What were people saying about Tories being better with money than Labour?
It’s Labour peer Lord Carter who has suggested that the NHS could save nearly £1.5 billion, every year, simply by getting value for the public money it spends, rather than splurging out all kinds of cash for basic essentials.
He only surveyed 22 hospitals but found that latex gloves cost £5.44 in one and £2.39 in another. How much does it cost to manufacture the flimsy little things? Look ’em up on the Internet and you can get them for £2.90 per box of 100.
Aprons ranged from £2.51 to £4.20. Amazon will get you a pack of 100 for £3.09.
Then, of course, there are the more expensive issues:
Some hip operations are costing more than double the amount that they should, with some expensive replacements not lasting as long as cheaper ones – costing the NHS £17m a year.
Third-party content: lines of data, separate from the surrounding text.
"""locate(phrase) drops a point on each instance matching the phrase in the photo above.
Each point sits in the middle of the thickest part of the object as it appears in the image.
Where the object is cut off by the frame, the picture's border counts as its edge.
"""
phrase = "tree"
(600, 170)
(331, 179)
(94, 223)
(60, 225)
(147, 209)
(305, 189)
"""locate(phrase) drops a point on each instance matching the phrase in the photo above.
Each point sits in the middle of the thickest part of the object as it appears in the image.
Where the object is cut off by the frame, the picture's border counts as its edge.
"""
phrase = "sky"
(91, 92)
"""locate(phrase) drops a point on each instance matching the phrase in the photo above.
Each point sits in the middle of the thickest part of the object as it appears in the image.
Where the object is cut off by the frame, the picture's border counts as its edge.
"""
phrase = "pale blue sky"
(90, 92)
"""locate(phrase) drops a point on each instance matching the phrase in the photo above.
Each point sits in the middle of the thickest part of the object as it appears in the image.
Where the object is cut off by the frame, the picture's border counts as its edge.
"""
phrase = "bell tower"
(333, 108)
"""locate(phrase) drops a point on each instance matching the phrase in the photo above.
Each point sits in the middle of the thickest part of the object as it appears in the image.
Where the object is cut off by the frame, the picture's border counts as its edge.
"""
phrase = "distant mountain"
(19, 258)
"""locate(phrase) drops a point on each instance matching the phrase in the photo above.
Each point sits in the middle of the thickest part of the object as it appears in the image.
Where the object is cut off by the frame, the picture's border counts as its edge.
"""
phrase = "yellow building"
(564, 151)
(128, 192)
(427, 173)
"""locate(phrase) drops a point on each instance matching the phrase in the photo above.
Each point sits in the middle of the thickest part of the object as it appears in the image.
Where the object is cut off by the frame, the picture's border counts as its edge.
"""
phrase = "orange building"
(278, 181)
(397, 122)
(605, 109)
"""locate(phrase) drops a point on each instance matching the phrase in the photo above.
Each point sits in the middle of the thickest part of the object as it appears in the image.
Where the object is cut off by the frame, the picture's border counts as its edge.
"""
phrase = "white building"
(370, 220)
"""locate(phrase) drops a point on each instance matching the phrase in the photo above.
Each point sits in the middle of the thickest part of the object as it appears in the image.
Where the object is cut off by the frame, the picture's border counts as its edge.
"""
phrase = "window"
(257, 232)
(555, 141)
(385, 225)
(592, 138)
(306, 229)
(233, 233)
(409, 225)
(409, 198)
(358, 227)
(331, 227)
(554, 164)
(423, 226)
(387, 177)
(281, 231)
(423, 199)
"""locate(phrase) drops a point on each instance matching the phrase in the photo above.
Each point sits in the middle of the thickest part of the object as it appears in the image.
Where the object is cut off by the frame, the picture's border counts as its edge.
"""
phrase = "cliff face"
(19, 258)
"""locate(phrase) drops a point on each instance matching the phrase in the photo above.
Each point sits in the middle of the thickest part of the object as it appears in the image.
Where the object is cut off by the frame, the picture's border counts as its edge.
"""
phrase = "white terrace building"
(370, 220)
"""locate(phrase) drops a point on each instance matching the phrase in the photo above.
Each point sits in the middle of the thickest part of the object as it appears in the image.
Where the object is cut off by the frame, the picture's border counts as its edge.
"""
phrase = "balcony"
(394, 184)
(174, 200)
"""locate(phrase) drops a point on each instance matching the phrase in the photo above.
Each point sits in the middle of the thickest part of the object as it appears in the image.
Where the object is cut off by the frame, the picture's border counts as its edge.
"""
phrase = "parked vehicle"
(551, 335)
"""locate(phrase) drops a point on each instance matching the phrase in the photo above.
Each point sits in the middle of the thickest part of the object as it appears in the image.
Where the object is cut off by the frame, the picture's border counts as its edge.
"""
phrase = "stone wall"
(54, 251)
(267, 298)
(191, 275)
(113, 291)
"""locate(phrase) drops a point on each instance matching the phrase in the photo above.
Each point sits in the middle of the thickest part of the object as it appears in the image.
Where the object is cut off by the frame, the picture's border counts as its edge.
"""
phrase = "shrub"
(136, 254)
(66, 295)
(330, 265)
Dare one even suggest that this may be a result of privatisation?
Lord Carter reckoned the NHS should get value for money by cutting down the number of product lines it uses. Perhaps he means the service should use the cheapest equipment that is still reliable? Why isn’t this happening already?
He said the NHS could make bulk purchases, achieving significant discounts, to make these savings.
Now, let’s stop and think for a moment. Does anybody else think that maybe this issue could have been prevented if the Conservative Party had not introduced something called the Internal Market in 1990?
With different health authorities buying for themselves, rather than the whole health service achieving the best value, wastage was bound to happen.
The Conservatives are to blame, it seems.
Health Secretary Jeremy Hunt said hospitals should no longer be “paying over the odds for basic items”. “The NHS has huge potential buying power as the world’s biggest buyer of healthcare products, so we should be driving for the best-value deals every time,” he said. “I want to see a seven-day health service that delivers for working people. That means cutting out waste and making sure every penny counts.”
Does this count as an apology for 25 years of neoliberal mismanagement?
If so, when will the misprint-prone Hunt be dismissing wasteful private firms from our health service?
The answer, of course, is never – at least, not under a Conservative government. The privatisation – and the wastefulness that comes with it, will continue until the cost of maintaining the health service becomes the excuse the Tories need to abolish it altogether.
If you voted Conservative, it’s what you wanted!
The funding gap is expected to reach £30 billion by 2020, meaning Carter’s savings are unlikely to make a huge difference.
Reorganising the service to get best value across the board – including kicking out overcharging, underperforming and postcode lottery-creating privateers – might just help.